I reordered the Logic into neater subroutines, and started work on the brewing process step-machine. The steps will be per the TEB steps:
- 0 = Idle, Error
- 1 = Heat Strike Water
- 2 = Transfer Strike Water to MLT
- 3 = Mash
- 4 = Mash Out
- 5 = Sparge
- 6 = Boil
- 7 = Cooling
I am going to provision for adding valves in the future. That way when we hard plumb, I will just have to unpack the valve word to bits, and set the bits to the auto command for the valves!
I haven't got much done in the last few days due to taking care of my daughter. I do want to clarify my wiring convention for those of you who are wondering.
BLUE (+24V)- "ungrounded dc control conductors"
BLUE/WHITE (24V Com) - "for grounded (currentcarrying) dc circuit conductor."
BLACK (+120Vac) - "ungrounded line, load, and control conductors at line voltage"
RED (-120Vac) - "ungrounded ac control conductors at less than line voltage"
WHITE (Neutral) - "Where an ac circuit includes a grounded conductor,"
YELLOW(120Vac control coil) - "Ungrounded circuit conductors that remain energized when the supply disconnecting means is in the off position"
YELLOW/WHITE(120Vac control coil neutral) - "for grounded (current-carrying) circuit conductor, which remains energized when the main disconnecting means is in the off position."
GREEN(GND) - "used to identify the equipment grounding conductor where insulated or covered."
The PLC and accessories have arrived. Time to start programming.
I have purchased the PLC and a few accessories to begin the project. Picked up the PLC, power supply, battery, programming cable, and my 35mm DIN rail.
The plc design logic is based on the switch design of TEB.

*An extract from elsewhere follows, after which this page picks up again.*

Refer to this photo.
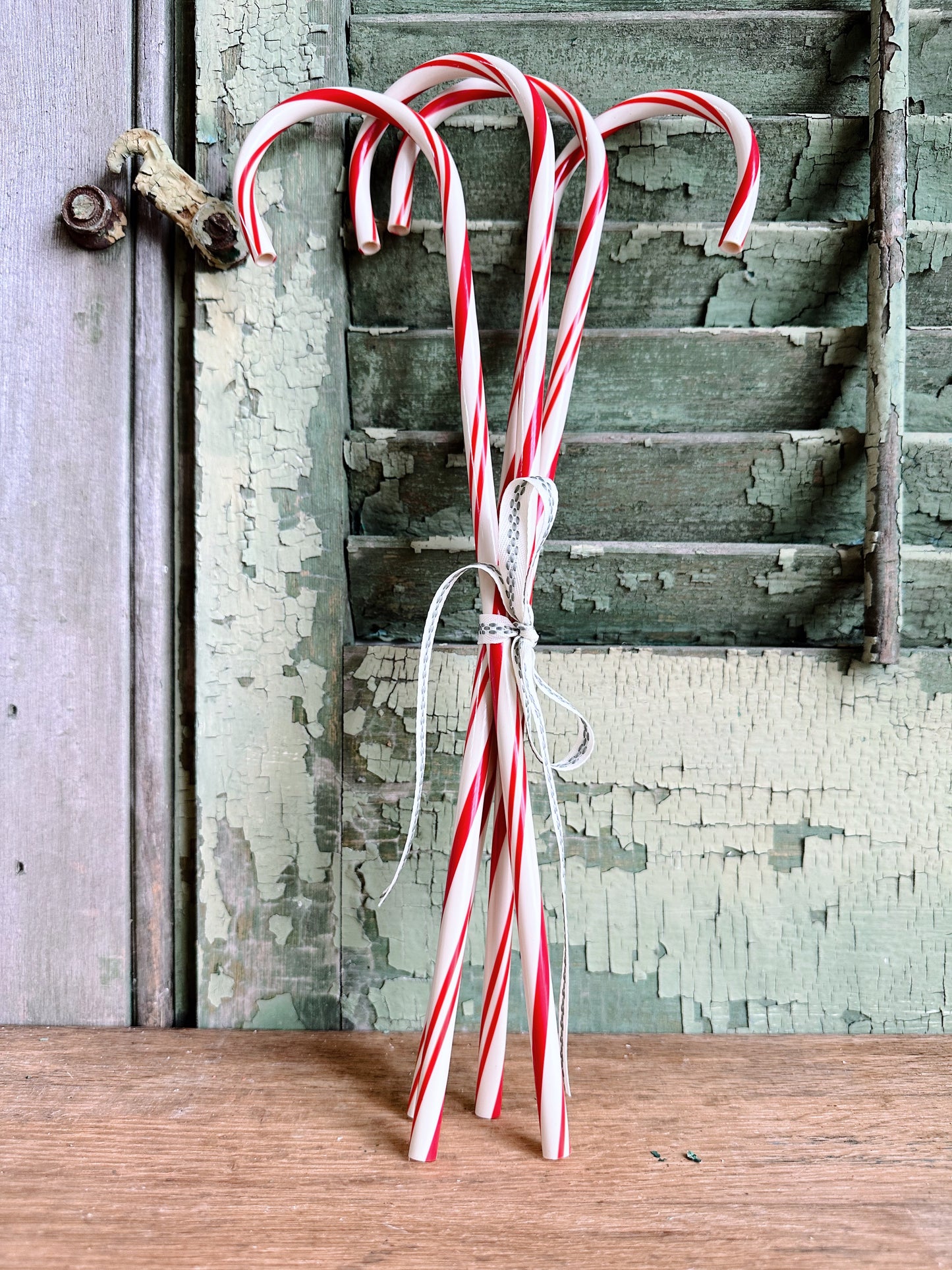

- Wort pump and Water pump have no interlocks.
- Interlock Boil and HLT with each other to ensure only one can be on at a time.
- Alarm handler for generic alarming and silencing with a global mute for the 80dB bitch alarm.
- Interlocking based on communication loss to Touchscreen or PLC failure.
- Device state at start up will be in the off position.
- Device state at failure will be in the off position.
The touchscreen design logic is based on the following design specs:
- Touchscreen control to start each pump.
- Touchscreen control to choose Boil\HLT element.
- Touchscreen timer setpoint selection and display.
- Touchscreen simulation of device feedback via automation.
- Touchscreen to manage alarms, include buzzer and silence.
1st rungs of stupid-simple logic.
Boil timer. The rung below is just a seconds to HH:MM:SS converter.
Alarming. The alarm handler is yet to be fixed, since I just figured out how to use pointers.
Main screen WIP. Need to add pumps and dynamic animations.